Aldabra’s coral reefs
#GS1 #Gography #GS3 #Environment #ClimateChange
Climate change is the greatest threat to coral reef ecosystems. Ocean warming and associated coral bleaching are one of the foremost causes of coral loss across the world.
- Record-breaking high ocean temperatures, which occurred between 2014 and 2017, resulted in a prolonged and widespread coral bleaching, with the hottest temperature recorded (36.3 degrees Celsius) in early April 2016.
- Coral reefs in the lagoon of Seychelles’ Aldabra atoll, however, recovered faster after the 2015-2016 bleaching event due to tolerance to heat stress, new research found published in Nature has found.
What is Bleaching
- Bleaching is a process where corals lose their vivid color and turn white. This happens when the zooxanthellae algae, which is in a symbiotic relationship with corals and provide them with food, die due to ocean warming and acidification.
- If bleaching continues for an extended period of time, corals eventually die. Coral bleaching and mortality exacerbated by climate change are one of the biggest threats to oceanic biodiversity.

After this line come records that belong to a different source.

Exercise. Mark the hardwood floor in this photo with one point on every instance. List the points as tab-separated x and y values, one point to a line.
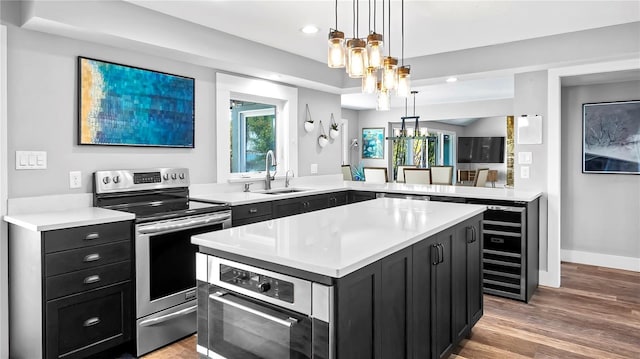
595	314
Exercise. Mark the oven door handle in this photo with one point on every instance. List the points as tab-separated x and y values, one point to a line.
218	296
164	318
192	223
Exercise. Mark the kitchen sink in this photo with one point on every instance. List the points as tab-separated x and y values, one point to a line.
284	190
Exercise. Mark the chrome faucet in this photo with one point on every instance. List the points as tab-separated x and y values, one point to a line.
269	178
287	179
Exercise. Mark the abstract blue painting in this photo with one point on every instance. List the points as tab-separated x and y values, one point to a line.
130	106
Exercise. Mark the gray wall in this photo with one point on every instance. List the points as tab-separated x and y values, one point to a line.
600	212
321	106
42	116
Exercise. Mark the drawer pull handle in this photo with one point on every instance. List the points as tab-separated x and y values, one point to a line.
92	279
92	236
92	257
91	322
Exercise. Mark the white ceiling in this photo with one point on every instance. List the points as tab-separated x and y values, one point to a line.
430	27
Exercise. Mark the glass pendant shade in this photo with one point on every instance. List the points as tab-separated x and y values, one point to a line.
370	79
404	81
336	49
357	58
374	49
389	73
384	100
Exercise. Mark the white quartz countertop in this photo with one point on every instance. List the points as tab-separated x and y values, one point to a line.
506	194
46	221
339	240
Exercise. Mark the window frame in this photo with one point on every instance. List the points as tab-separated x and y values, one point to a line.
284	98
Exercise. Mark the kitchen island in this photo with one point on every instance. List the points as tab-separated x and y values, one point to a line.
391	278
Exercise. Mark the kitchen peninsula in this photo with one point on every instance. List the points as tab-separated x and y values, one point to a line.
387	277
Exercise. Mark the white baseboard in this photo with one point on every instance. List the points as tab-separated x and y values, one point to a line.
601	260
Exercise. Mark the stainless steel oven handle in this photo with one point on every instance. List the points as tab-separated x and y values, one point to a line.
217	296
164	318
170	226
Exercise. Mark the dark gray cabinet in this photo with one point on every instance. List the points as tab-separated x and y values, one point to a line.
70	290
407	304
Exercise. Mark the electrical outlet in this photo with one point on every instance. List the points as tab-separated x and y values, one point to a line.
75	179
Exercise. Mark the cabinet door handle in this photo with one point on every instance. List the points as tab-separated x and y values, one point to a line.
92	279
92	236
440	253
92	257
91	322
435	254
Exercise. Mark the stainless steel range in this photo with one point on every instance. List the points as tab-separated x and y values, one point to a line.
165	269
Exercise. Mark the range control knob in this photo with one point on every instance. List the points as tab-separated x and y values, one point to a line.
264	287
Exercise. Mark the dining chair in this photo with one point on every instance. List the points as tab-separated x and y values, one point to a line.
481	177
346	173
441	175
417	176
400	174
375	174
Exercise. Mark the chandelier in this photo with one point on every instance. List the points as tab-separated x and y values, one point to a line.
364	59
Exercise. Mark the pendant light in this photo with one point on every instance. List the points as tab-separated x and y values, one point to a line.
389	64
336	46
374	41
404	72
356	49
384	100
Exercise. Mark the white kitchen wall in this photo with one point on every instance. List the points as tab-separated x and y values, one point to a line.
42	115
600	212
328	158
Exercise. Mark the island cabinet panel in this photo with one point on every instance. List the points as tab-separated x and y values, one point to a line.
375	309
419	302
467	277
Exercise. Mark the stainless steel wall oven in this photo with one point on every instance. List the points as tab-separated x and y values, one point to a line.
252	313
165	270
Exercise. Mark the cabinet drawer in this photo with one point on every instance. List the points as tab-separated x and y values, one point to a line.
75	282
77	237
251	210
85	324
87	257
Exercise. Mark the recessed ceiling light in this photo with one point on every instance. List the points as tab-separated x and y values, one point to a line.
310	29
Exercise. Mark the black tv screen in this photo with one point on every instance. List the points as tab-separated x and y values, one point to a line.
480	149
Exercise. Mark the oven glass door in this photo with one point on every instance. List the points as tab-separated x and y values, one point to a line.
242	328
172	261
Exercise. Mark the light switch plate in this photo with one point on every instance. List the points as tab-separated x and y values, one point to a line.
525	158
31	160
75	179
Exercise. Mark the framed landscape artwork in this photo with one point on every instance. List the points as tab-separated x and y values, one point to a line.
611	137
373	143
130	106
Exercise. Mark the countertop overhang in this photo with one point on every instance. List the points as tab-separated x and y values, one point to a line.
487	193
339	240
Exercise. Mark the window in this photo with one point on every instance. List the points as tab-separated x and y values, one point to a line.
253	133
240	151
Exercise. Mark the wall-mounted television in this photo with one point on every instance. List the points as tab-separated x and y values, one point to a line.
131	106
480	149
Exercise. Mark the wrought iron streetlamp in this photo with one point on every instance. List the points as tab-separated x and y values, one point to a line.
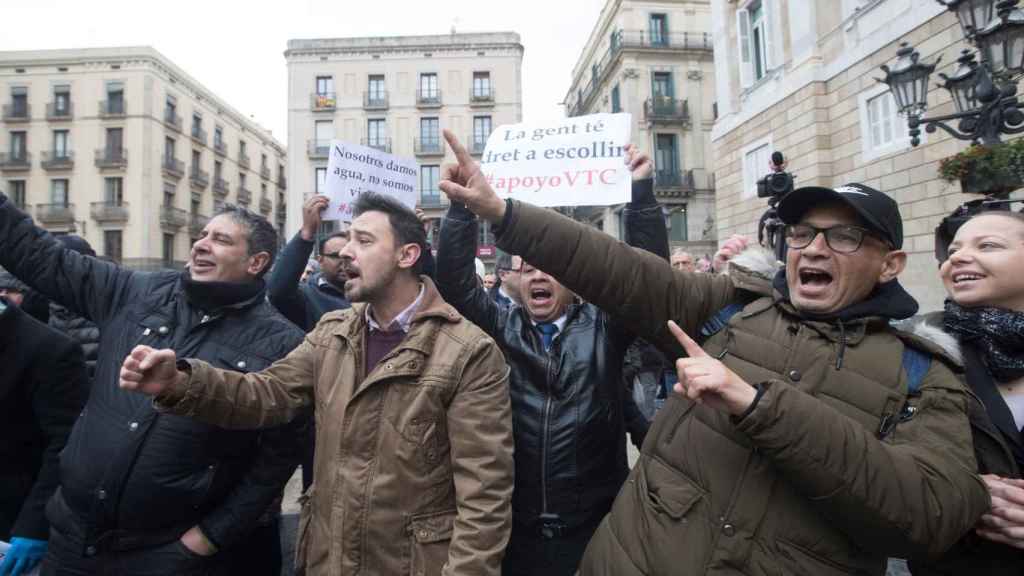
984	92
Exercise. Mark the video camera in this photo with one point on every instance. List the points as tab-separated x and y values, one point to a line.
778	182
774	187
946	230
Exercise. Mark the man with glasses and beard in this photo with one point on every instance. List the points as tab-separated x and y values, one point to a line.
792	445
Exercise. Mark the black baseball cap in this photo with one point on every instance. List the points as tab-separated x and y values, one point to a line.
878	210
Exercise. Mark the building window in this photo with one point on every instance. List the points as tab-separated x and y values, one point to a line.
113	245
429	132
376	92
376	132
429	193
677	223
657	26
481	85
61	144
320	180
757	41
114	191
19	101
325	85
481	131
18	146
16	189
428	86
115	97
168	250
757	159
883	131
323	131
667	161
59	192
61	100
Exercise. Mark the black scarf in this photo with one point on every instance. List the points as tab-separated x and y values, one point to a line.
211	296
997	334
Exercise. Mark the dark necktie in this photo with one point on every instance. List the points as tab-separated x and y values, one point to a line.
548	331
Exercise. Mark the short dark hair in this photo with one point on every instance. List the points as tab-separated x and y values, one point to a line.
406	227
322	243
262	237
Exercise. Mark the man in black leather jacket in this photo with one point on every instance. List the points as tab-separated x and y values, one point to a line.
569	407
143	492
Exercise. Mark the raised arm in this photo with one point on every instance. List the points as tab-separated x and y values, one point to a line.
88	286
456	275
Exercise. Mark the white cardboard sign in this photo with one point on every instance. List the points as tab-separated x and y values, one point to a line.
574	162
353	169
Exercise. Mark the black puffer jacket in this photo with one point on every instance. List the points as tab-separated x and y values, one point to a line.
84	332
568	404
131	477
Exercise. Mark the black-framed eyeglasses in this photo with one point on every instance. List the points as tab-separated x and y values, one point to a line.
843	239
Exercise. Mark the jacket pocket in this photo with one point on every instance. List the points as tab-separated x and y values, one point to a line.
669	492
302	535
430	536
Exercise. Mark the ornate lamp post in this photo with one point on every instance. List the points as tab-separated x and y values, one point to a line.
984	93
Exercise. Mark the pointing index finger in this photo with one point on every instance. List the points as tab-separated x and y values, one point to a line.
692	348
460	151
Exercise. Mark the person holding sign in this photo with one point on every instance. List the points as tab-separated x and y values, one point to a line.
792	445
412	405
569	406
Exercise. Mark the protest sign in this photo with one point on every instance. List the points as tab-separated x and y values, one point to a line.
574	162
353	169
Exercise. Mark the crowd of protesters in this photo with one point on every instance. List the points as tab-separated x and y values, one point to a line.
792	417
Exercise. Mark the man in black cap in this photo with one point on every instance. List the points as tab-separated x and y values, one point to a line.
792	445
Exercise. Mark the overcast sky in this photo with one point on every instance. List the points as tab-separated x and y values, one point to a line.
237	48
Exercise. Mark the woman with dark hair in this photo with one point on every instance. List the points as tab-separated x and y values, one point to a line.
984	277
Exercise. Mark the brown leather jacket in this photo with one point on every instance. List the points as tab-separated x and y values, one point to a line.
414	464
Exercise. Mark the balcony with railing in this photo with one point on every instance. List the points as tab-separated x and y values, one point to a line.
428	98
383	145
173	121
112	158
317	149
665	110
55	213
198	178
196	224
428	147
199	134
58	111
172	217
112	109
173	168
16	112
634	40
481	97
321	101
57	160
219	189
375	100
17	161
476	145
109	211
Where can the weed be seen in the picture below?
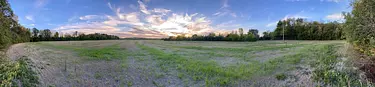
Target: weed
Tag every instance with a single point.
(130, 83)
(281, 76)
(97, 75)
(17, 73)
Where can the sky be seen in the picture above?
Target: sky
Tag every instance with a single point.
(163, 18)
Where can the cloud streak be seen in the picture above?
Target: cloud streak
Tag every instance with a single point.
(335, 17)
(155, 23)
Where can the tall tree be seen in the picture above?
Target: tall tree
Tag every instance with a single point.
(360, 25)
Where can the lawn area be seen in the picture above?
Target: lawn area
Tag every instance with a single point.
(190, 63)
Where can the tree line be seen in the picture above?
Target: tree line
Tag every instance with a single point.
(11, 31)
(300, 29)
(359, 26)
(252, 35)
(47, 35)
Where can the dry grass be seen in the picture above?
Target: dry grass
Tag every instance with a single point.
(173, 63)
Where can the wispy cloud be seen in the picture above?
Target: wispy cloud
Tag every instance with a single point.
(29, 17)
(335, 17)
(272, 24)
(295, 16)
(224, 10)
(320, 0)
(156, 23)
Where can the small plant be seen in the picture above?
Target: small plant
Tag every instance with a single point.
(281, 76)
(130, 83)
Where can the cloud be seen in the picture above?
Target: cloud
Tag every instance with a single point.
(143, 8)
(272, 24)
(335, 17)
(155, 23)
(29, 17)
(90, 17)
(40, 3)
(295, 16)
(224, 10)
(320, 0)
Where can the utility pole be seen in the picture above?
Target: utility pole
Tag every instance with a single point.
(284, 33)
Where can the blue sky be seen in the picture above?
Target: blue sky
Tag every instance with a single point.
(162, 18)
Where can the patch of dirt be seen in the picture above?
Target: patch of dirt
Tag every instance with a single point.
(64, 68)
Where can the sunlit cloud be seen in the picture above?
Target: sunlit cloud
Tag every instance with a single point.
(224, 10)
(29, 17)
(272, 24)
(155, 23)
(335, 17)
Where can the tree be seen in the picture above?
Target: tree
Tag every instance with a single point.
(360, 26)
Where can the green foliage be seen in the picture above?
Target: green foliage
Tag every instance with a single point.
(359, 26)
(211, 72)
(10, 31)
(46, 35)
(12, 74)
(326, 72)
(281, 76)
(300, 29)
(101, 53)
(251, 36)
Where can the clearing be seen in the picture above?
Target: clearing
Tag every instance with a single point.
(145, 63)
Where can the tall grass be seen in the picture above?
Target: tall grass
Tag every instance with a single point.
(17, 73)
(212, 73)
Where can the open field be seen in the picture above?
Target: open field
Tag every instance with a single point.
(148, 63)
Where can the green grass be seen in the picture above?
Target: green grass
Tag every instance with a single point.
(209, 70)
(281, 76)
(19, 72)
(104, 53)
(325, 71)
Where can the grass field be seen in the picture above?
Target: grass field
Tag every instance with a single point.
(189, 63)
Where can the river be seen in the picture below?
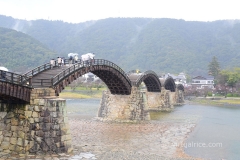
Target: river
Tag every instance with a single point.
(216, 135)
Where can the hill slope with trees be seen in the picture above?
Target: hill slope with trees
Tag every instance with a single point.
(162, 45)
(20, 52)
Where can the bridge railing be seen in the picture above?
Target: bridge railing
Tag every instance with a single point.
(81, 64)
(135, 83)
(15, 78)
(46, 66)
(40, 69)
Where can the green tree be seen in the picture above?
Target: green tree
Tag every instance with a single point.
(213, 67)
(229, 77)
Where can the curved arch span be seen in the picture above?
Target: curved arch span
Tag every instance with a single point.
(151, 81)
(113, 76)
(169, 84)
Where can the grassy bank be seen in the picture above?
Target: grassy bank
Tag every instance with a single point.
(82, 92)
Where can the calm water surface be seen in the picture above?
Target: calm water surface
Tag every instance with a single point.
(216, 136)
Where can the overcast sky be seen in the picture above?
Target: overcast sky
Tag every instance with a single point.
(75, 11)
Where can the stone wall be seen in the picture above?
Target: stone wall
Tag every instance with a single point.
(38, 127)
(179, 97)
(125, 108)
(160, 101)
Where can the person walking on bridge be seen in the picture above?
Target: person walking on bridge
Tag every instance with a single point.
(59, 62)
(52, 63)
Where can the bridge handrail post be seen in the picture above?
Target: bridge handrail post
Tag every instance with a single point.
(11, 77)
(30, 81)
(52, 81)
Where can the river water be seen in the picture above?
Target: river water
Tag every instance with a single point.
(216, 135)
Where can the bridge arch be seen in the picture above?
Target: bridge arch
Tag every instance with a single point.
(180, 87)
(113, 76)
(151, 81)
(14, 87)
(169, 84)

- With severe bleaching events expected to occur annually on 90 percent of the world’s coral reefs by 2055, such research and long-term commitment to monitoring these valuable ecosystems are critical.
About Aldabra Coral Reefs
- Aldabra — one of the world’s largest atolls — is a UNESCO (United Nations Educational, Scientific and Cultural Organization) World Heritage Site in Seychelles and located in the Indian Ocean.
- It comprises four main islands of coral limestone separated by narrow sea passages and encloses a large shallow lagoon.
- It is home to a population of endemic giant Aldabra tortoises, which fluctuate to around 100,000 more than the 95,000 population of Seychelles.
- Seychelles Islands Foundation (SIF) that manages Aldabra, said coral mortality was not only substantially lower in Aldabra’s lagoon, but that lagoonal reefs also recovered their pre-bleaching coral cover and community composition within only four years after bleaching.
- The SIF is a public trust established by the government with an independent Board of Trustees.
- Through the annual Aldabra reef monitoring program, which started in 2013, SIF is in a position to supply the science of global significance to contribute to the world’s adaptation to new climate reality.